The country has a large and dynamic energy economy, with high energy intensity, defined as the consumption of energy per unit of national economic output. In common with many developing countries, a large informal sector exists of which the activities cannot be expressed in national accounting data. This factor should be taken into account when comparisons of South African energy use are made with those developing countries.
Industrial development and the commissioning of two large coal-based liquid fuels plants in the early eighties led to a rapid increase in primary energy intensity. Primary energy and electricity consumption increased by an average of 3,7% and 3,9% respectively per annum during the previous decade. In common with world trends the country has experienced a prolonged economic recession during the past several years.
Coal is the cornerstone of the energy economy. The eighteen principal coal fields of South Africa are located in eastern Mpumalanga and northern Kwa-Zulu Natal. These reserves are the fifth largest in the world after China, the USA, the former USSR and India. Local production is used for electricity generation, conversion to liquid fuels and for export. Coal is also used in the metallurgical industry and for the production of coal gas and the generation of steam. After gold, coal has become the country’s second most important earner of foreign exchange.
Feedstocks for South Africa’s liquid fuel requirements are imported crude oil and indigenous coal and natural gas. A significant proportion of the liquid fuel requirements is derived from the Sasol oil-from-coal and the Mossgas oil-from-gas processes. Other indigenous energy reserves are off-shore natural gas and condensate and several small off-shore oil fields discovered by the government-financed Southern Oil Exploration Company, SOEKOR.
The sizeable natural gas finds off the South African coast form the basis of the Mossgas project where gas and condensate are converted into synthetic liquid fuels via the Fischer Tropsch/Sasol Synthol process.
The MBendi AfroPaedia contains extensive information on the South African oil industry.
The electricity system has grown rapidly during the last few decades. Eskom is the national electrical power utility and owns 20 power stations with a net maximum capacity of 36 563 MW at end 1996. The national power line network measures over 255 000 km. Most of these stations are linked to collieries. South Africa produces more than 50% of the total electricity generated on the African continent. Due to large and relatively easily mineable coal reserves, the cost of South Africa’s electricity is of the lowest in the world.
South Africa has a high solar radiation intensity of 5500 watt hours per square metre per day and a large number of sunny days per year, especially inland in winter where most of the economic activity takes place. The potential for developing solar energy is therefore high. However, the relatively low price of electricity makes it difficult to justify the large-scale use of solar energy at present.

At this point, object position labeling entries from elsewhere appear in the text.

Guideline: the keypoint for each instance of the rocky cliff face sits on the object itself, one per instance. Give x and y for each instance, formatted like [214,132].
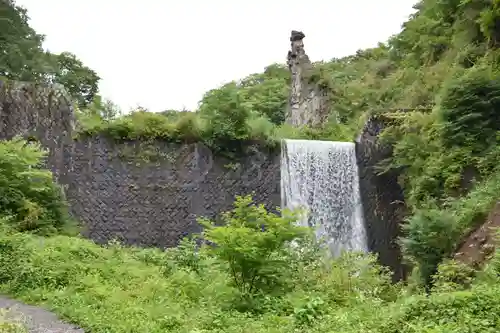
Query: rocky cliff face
[308,104]
[383,199]
[141,193]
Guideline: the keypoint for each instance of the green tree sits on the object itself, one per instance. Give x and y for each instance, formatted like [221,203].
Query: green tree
[79,80]
[30,201]
[254,244]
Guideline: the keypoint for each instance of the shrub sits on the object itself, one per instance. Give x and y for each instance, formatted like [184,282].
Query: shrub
[452,276]
[29,199]
[254,244]
[430,235]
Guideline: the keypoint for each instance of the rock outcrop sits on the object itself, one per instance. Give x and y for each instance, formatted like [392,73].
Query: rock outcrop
[479,246]
[309,104]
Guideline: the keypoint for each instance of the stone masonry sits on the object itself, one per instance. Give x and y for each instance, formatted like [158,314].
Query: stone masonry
[117,191]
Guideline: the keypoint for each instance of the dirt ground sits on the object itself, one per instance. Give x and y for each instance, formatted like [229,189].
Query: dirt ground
[479,246]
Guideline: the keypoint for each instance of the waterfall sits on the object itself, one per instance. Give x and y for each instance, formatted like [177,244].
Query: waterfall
[322,177]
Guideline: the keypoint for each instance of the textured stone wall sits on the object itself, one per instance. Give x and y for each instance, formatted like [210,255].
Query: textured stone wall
[382,197]
[151,194]
[143,194]
[44,113]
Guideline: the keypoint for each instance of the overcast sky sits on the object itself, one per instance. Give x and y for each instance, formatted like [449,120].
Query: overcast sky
[163,54]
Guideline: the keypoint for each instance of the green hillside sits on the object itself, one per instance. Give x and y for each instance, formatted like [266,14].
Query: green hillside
[437,84]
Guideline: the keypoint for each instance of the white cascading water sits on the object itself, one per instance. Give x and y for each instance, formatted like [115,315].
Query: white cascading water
[322,177]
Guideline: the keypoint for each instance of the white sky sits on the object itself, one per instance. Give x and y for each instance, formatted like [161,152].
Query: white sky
[165,54]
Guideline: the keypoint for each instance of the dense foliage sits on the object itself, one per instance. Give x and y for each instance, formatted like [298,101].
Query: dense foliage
[258,272]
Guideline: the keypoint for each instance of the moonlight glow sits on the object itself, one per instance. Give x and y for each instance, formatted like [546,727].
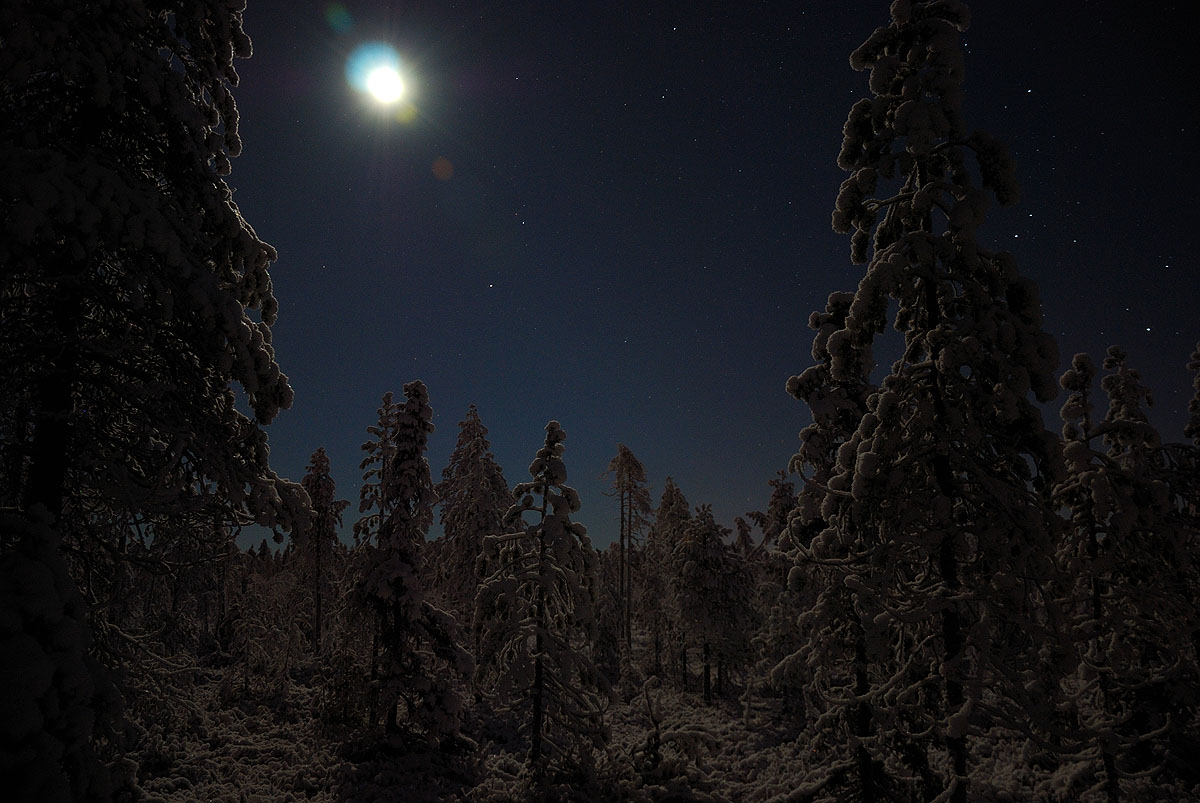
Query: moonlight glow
[385,84]
[375,69]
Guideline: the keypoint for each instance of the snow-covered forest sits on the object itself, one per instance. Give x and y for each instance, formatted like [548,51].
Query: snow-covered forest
[947,594]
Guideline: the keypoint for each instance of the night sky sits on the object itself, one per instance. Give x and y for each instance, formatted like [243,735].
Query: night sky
[617,216]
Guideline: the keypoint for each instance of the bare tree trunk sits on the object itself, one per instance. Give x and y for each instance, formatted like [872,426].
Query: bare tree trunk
[708,685]
[539,679]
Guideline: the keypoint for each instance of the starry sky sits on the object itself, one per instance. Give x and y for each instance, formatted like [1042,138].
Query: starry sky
[617,216]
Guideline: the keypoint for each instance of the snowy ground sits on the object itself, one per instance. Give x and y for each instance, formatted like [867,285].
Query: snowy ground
[237,748]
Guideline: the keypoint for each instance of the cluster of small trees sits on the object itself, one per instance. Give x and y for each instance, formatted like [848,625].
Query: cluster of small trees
[947,587]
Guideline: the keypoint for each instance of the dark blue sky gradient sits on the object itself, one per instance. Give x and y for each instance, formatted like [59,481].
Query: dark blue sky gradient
[637,225]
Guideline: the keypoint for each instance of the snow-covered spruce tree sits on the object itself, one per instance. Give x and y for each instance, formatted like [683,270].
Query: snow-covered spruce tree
[321,538]
[779,507]
[827,660]
[376,466]
[1132,600]
[946,479]
[474,498]
[634,505]
[132,297]
[654,581]
[133,293]
[417,642]
[705,592]
[535,615]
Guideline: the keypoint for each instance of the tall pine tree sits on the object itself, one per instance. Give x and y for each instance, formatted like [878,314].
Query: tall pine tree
[321,538]
[474,499]
[634,507]
[537,619]
[415,641]
[939,504]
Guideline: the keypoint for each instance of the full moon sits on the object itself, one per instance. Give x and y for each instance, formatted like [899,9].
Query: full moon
[385,84]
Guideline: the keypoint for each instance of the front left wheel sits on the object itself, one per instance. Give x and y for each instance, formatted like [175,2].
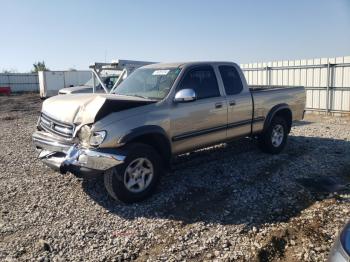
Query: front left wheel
[137,177]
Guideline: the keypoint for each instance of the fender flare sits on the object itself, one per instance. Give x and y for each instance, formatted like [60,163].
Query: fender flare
[138,132]
[273,111]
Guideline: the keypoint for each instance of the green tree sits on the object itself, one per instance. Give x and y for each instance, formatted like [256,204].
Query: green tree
[39,66]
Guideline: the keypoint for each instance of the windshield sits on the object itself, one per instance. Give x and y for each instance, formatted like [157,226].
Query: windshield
[149,83]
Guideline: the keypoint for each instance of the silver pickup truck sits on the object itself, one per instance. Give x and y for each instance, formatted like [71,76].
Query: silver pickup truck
[159,111]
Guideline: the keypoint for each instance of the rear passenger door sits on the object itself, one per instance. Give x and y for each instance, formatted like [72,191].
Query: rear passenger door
[203,121]
[239,102]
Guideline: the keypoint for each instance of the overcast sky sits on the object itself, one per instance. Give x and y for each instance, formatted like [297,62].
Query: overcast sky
[73,34]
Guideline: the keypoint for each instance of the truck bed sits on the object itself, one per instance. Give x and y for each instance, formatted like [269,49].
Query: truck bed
[256,88]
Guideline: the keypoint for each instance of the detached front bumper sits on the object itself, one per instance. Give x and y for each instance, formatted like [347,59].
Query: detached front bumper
[64,156]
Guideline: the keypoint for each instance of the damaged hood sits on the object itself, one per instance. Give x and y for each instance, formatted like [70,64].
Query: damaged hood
[88,108]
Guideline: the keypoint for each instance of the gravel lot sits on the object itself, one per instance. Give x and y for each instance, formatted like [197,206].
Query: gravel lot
[228,202]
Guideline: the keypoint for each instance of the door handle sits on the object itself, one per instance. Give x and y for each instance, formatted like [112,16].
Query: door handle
[218,105]
[232,103]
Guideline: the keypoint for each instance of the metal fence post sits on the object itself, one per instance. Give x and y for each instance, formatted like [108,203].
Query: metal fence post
[327,92]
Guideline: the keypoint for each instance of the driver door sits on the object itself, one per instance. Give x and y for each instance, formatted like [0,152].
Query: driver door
[203,121]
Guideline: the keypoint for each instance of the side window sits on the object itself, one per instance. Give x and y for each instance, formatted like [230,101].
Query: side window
[202,80]
[231,79]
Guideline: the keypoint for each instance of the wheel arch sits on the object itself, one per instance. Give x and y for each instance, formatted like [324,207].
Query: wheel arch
[151,135]
[281,110]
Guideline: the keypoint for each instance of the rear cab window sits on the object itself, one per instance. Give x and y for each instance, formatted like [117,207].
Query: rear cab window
[202,80]
[231,80]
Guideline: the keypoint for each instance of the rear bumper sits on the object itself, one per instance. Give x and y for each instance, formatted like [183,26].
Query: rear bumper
[67,157]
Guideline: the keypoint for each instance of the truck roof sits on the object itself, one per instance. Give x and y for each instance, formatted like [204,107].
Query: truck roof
[181,64]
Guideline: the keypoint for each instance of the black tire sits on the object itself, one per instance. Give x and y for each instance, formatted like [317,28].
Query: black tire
[265,139]
[115,177]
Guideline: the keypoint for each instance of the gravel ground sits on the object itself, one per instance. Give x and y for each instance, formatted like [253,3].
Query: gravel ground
[228,202]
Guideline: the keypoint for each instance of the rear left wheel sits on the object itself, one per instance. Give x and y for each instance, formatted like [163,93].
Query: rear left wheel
[274,139]
[136,178]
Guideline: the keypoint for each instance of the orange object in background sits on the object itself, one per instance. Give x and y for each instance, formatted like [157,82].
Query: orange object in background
[6,90]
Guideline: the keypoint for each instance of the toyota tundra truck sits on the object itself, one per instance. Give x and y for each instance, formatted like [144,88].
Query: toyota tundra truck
[161,110]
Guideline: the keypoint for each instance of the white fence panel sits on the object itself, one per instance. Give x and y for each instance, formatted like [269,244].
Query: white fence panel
[326,80]
[20,82]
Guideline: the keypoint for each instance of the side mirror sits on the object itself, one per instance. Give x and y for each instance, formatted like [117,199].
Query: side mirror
[185,95]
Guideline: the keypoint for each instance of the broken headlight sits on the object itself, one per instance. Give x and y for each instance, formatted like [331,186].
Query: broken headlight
[87,137]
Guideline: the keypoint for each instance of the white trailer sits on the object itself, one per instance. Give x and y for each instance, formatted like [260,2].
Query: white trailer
[52,81]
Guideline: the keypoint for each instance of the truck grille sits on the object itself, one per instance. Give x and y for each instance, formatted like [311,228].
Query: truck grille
[57,127]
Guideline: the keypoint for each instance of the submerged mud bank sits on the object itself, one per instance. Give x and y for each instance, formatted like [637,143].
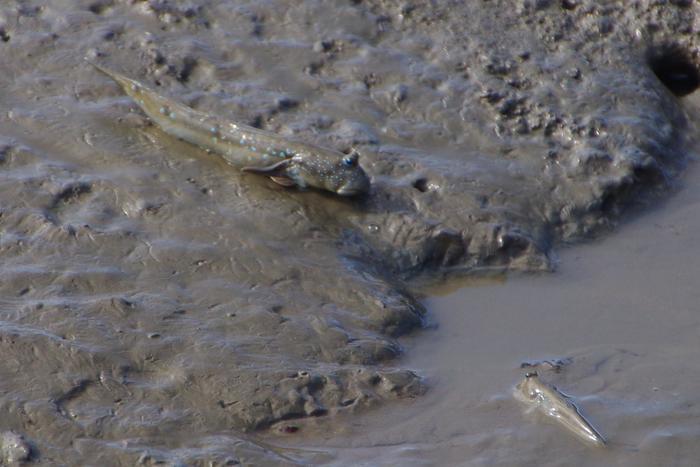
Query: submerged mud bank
[157,304]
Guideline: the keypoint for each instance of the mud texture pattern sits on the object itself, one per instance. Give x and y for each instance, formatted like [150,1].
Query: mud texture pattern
[158,306]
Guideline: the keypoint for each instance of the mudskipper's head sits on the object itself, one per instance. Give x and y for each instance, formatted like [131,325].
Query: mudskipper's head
[320,169]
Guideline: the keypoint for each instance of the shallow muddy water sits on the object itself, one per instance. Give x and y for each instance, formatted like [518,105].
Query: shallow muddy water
[160,306]
[622,316]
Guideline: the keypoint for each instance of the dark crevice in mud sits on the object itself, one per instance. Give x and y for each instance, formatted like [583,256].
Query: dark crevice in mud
[674,68]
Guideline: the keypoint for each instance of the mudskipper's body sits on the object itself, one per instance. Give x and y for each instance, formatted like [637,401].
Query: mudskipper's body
[556,405]
[287,162]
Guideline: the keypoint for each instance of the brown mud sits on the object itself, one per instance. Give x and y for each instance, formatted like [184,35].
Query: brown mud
[157,305]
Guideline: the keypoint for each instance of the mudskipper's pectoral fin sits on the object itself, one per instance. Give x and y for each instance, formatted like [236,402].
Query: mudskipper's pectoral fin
[277,172]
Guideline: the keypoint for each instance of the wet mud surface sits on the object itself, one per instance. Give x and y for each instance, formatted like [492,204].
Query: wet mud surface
[159,306]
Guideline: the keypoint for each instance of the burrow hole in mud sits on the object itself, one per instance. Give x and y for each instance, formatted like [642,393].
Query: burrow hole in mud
[674,68]
[421,184]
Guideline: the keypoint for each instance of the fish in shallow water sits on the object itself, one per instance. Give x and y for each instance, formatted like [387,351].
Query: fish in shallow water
[553,403]
[286,162]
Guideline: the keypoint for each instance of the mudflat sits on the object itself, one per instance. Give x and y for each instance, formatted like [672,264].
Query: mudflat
[157,305]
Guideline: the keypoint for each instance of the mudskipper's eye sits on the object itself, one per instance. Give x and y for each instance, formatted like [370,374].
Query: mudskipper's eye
[350,160]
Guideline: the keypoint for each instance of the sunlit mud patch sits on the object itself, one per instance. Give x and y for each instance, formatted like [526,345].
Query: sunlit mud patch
[675,69]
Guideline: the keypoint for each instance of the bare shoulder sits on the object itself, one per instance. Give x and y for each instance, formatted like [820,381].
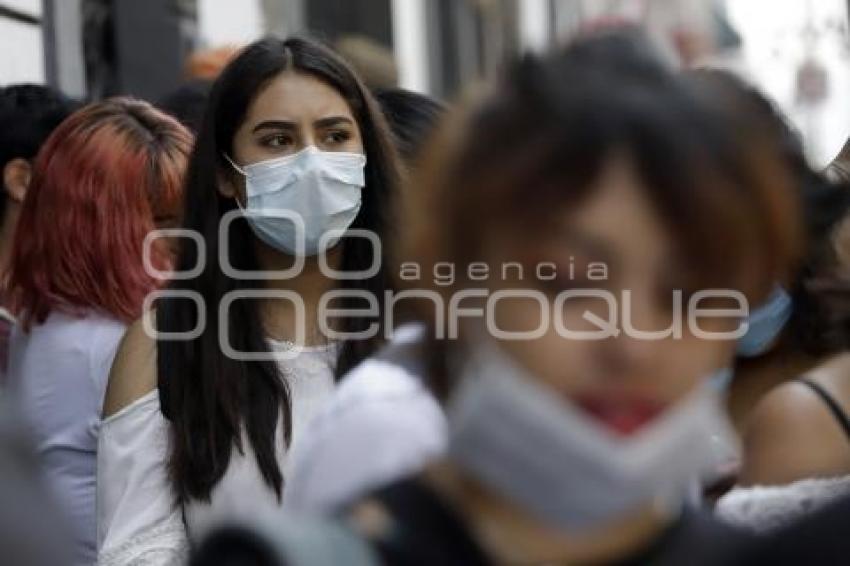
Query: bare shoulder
[791,435]
[133,373]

The potential for utilising wind energy varies from region to region with the coastal areas showing the greatest potential. Wind energy is generally used in rural areas for lifting ground-water.
The developing rural population is generally dependent on firewood for energy needs, but shortages, hardship and ecological damage are experienced in certain areas. Rural electrification is vigorously pursued in many areas, but because of the low power density, the costs are high and cannot be afforded by a large component of the population. Some renewable energy technologies are expected to contribute towards reducing this problem.
The electrification of recently urbanised areas proceeds at an accelerated pace. Over the past few years, electricity sales to these customers has been the fastest growing segment of the energy market in South Africa.
The greatest energy challenge facing South Africa is to ensure that adequate and affordable energy is available at all times to all its people.